2. Pixton is awesome. That's what all the kids are saying. It's super easy to use and the results are fantastic. We use it for reading checks as well as translating and vocab review. Because it's all online, the students can access it any time of day from where ever they are connected.

3. Google Docs is tough with more than two people on a doc at once. The students are used to IMs like those available on Facebook and have difficulty chatting with more than one person at a time. This makes live collaboration on Google Docs cumbersome. I'm going to look into getting each student set up with a Skype account. That way they'll be able to follow conference-call style IMing while working on the Google Doc seperately. I'll keep you all up to date on how this works. From a teacher's point-of-view, Google Docs is an excellent way to track group projects as well as give translation and short answer assessments; I can really watch in real-time as each student in class works on the assignment and I'm able to break in and help with problems as they arise rather than wait until after the assignment has been turned in to find errors.

It's really important to remember who we're working for here. It's the kids who are using this stuff on a daily basis in class and the kids who are using this stuff on a nightly basis for homework.
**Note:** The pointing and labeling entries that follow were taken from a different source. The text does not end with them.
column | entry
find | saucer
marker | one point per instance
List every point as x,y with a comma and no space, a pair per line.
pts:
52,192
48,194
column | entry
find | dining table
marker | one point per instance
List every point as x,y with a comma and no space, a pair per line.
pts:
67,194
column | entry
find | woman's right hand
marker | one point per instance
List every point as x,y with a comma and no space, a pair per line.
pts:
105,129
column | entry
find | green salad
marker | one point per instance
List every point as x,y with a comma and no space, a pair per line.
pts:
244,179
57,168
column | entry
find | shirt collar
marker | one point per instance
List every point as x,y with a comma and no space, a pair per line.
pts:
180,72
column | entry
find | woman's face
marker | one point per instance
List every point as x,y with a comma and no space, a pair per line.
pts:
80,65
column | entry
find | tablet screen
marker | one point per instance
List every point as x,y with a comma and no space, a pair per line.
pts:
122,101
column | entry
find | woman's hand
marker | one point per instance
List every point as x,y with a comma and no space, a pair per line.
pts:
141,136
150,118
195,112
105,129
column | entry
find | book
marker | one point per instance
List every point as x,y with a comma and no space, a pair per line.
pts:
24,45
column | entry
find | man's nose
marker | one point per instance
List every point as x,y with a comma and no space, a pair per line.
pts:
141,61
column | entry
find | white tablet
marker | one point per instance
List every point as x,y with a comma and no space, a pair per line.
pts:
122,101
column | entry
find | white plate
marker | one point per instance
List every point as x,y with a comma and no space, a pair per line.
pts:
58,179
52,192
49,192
Not to mention all of the other tech stuff they use in gaming and social networking. So, we need to listen to them. They are in a unique position to gauge the value of any particular piece of technology.


  1. You asked your students for feedback? Doesn't that break some sort of teacher law? I'd better stop reading now. Crazy talk. You should have just told the kids what is working and what isn't.

    New-fangled teaching. I haven't been this upset since New Math.

    (Grab a mop, there's a sarcasm spill in this comment.)

  2. Why not use Group Chats which are now built into Google's Chat which is embedded into their Gmail interface. I am not clear that you are using Gmail, but if so, I believe there are ways to do what you want without adding the extra appplication Skype into the loop. You need to be using IE7 for it to work.>

  3. Google docs work great with small groups-we rotate through activities with one stop being to type your group's thoughts/findings/questions into the doc. Once they get the hang of it they can manage the weirdness, and they love when I put the revision history up on the big screen and we look at the evolution of the conversation. We usually use this to create class docs together, like rubrics.